Google has released a beta version of a message-oriented middleware tool for connecting disparate applications and services running on its Google Cloud Platform or on customers’ premises.
Dubbed Google Pub/Sub, the middleware is designed to let distributed applications and services communicate with each other via real-time messaging.
The middleware eliminates the need for developers to hardwire service dependencies and lets them accommodate changes in data inputs, data formats and data security polices, Google said in an official description of the technology.
“Publish-and-subscribe messaging helps connect apps and devices that send data into processing pipelines, and back out to other apps, devices, and Google Cloud Platform services for further storage and analysis,” it said.
Google product manager Rohit Khare wrote in a blog post that Google Cloud Pub/Sub helps developers create simpler and more efficient applications. The middleware has been tested quite extensively internally at Google and at customers like Snapchat, he wrote.
According to Google, the middleware is ideal for balancing workloads in network clusters, implementing asynchronous workflows, refreshing distributed caches, logging in to multiple systems and distributing event notifications.
“For example, a service that accepts user signups can send notifications whenever a new user registers, and downstream services can subscribe to receive notifications of the event,” the company noted in the announcement.
Similarly, the middleware can be used to efficiently distribute queued-up tasks to multiple Google Compute Engine instances or enable developers to integrate sensor data gathered from multiple end points with data streamed from other sources.
The Google Cloud Pub/Sub supports by default, up to 10,000 topics and 10,000 messages per second and delivered sub-second notification speeds even when tested at over 1 million messages per second, Khare said.
The beta release of Cloud Pub/Sub continues a string of enhancements that Google has made in recent months to bolster the enterprise-readiness of its growing array of cloud computing technologies. A majority of the announcement has been focused on cloud application performance and monitoring.
Just last week for instance, Google launched a Cloud Platform Status Dashboard for providing customers with performance updates on all its cloud services. The dashboard gives Google’s enterprise customers a way to quickly get information on performance and service disruptions and offers help in finding workarounds while the issue is being mitigated.
In January, Google released a beta version of a software-debugging tool that is designed to give developers a way to detect and mitigate performance bottlenecks in production applications running on Google’s Cloud Platform. Google also recently launched a Google Cloud Monitoring service to give companies a way to monitor performance, capacity and uptime of applications running on its cloud platform.
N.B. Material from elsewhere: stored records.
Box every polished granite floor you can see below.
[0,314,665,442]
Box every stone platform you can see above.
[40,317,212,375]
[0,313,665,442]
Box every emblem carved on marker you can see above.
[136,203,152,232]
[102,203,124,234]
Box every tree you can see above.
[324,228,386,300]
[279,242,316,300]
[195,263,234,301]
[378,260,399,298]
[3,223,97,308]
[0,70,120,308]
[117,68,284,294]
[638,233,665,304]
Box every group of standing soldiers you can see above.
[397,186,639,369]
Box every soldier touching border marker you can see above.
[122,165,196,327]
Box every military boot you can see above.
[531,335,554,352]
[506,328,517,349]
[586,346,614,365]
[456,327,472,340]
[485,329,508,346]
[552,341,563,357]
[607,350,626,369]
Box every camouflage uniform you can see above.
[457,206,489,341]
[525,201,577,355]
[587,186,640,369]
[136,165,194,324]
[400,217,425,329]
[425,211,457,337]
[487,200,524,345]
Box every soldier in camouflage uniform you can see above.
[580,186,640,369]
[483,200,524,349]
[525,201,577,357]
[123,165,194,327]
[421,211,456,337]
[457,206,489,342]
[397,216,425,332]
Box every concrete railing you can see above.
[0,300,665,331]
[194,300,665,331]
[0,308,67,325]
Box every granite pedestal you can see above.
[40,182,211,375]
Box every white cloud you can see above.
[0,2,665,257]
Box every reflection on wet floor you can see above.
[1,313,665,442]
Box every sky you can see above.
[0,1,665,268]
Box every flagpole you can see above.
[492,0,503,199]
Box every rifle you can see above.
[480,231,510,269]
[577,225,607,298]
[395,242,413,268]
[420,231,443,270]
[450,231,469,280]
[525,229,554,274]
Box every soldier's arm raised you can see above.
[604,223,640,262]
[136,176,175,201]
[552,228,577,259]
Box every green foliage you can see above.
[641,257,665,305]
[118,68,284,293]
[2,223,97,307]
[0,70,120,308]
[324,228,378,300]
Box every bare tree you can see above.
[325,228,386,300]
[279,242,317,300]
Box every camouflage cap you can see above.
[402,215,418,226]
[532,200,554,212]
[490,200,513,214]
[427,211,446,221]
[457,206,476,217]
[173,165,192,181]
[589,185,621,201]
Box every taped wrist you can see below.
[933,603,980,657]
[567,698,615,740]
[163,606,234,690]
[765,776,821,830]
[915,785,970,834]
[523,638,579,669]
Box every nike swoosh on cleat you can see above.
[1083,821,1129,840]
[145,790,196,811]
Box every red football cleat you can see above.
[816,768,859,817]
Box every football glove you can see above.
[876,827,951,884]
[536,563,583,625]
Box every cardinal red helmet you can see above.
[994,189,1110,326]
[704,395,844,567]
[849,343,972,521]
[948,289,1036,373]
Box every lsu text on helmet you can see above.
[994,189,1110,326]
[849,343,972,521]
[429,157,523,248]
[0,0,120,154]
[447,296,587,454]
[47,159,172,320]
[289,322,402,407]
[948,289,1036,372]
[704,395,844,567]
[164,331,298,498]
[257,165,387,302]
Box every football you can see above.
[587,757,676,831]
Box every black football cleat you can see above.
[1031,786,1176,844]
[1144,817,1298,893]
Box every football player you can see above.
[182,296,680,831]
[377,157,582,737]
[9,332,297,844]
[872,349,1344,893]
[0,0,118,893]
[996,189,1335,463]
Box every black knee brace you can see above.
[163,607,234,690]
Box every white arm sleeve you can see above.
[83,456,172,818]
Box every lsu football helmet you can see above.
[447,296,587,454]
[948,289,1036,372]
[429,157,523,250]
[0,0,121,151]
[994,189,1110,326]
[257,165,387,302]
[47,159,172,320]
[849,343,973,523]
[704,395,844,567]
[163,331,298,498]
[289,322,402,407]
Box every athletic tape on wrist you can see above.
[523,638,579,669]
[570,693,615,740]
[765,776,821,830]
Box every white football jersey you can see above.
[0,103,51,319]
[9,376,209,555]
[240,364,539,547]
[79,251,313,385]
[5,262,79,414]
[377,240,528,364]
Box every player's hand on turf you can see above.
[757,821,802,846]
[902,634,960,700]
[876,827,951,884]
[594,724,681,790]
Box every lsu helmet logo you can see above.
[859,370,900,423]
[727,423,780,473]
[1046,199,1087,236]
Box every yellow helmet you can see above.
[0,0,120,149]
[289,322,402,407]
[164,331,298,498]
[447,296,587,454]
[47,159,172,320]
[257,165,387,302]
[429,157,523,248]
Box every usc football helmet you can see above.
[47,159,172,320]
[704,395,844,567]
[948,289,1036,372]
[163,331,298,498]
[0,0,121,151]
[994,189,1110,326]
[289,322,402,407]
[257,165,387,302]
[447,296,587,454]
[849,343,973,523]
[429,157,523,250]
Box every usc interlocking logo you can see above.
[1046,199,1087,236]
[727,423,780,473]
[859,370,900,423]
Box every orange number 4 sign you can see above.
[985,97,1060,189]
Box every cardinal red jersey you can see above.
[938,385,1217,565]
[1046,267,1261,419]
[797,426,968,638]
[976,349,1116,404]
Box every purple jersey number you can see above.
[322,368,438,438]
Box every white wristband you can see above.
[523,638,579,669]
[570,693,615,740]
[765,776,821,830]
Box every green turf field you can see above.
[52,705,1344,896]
It’s too soon to say what impact these enhancements will have on enterprise attitudes towards Google’s cloud services. While the company has made modest gains in market share it lags considerably behind Amazon Web Services and Microsoft as far as enterprise customer sentiment is concerned.
In a survey on CIO attitudes towards public cloud providers by Piper Jaffray earlier this year, fewer executives cited Google as their preferred cloud vendor for 2015 compared to last year. About 33 percent of the CIOs surveyed cited Amazon as their preferred cloud service provider, 21 picked Microsoft while just 7 percent said Google was their preferred choice.
That number is lower than the 12 percent recorded last year. At the same time, though, enterprises using Google as their cloud service provider said they would increase their use of the company services in 2015.